The Cartesian coordinate system consists of two axes. The $$x$$-axis is a horizontal line at $$y = 0$$ and the $$y$$-axis is a vertical line at $$x = 0$$. The point where the two lines intersect is called the origin. At the origin, $$x = 0$$ and $$y = 0$$.

The $$x$$-axis and the $$y$$-axis divide the Cartesian plane into four quadrants.

• In the first quadrant (I), the values of the $$x$$-axis are positive and the values of the $$y$$-axis are also positive.
• In the second quadrant (II), the values of the $$x$$-axis are negative and the values of the $$y$$-axis are positive.
• In the third quadrant (III), the values of the $$x$$-axis are negative and the values of the $$y$$-axis are also negative.
• In the fourth quadrant (IV), the values of the $$x$$-axis are positive and the values of the $$y$$-axis are negative.

The position of any point on the Cartesian plane can be represented by a set of coordinates called an ordered pair. An ordered pair consists of an $$x$$-value called the $$x$$-coordinate and a $$y$$-value called the $$y$$-coordinate. The two values are written in brackets and separated by a semicolon.

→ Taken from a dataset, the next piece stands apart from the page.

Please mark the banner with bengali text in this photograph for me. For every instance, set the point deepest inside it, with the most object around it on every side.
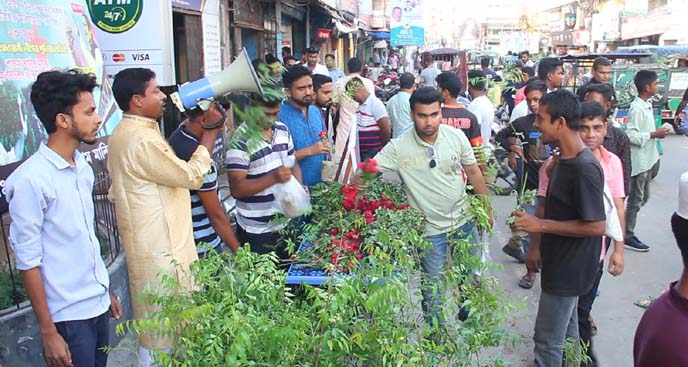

The diagram shows point $$T(2; 3)$$ plotted on the Cartesian plane. For point $$T$$, the value of the $$x$$-coordinate is 2, and the value of the $$y$$-coordinate is 3. On the $$x$$-axis, point $$T$$ is 2 units from the origin in a positive direction (to the right). On the $$y$$-axis, point $$T$$ is $$3$$ units from the origin in a positive direction (upwards). The position of point $$T$$ from the origin can be described as:

• 2 units to the right on the $$x$$-axis and 3 units upwards (blue lines)

or

• 3 units upwards on the $$y$$-axis and 2 units to the right (orange lines).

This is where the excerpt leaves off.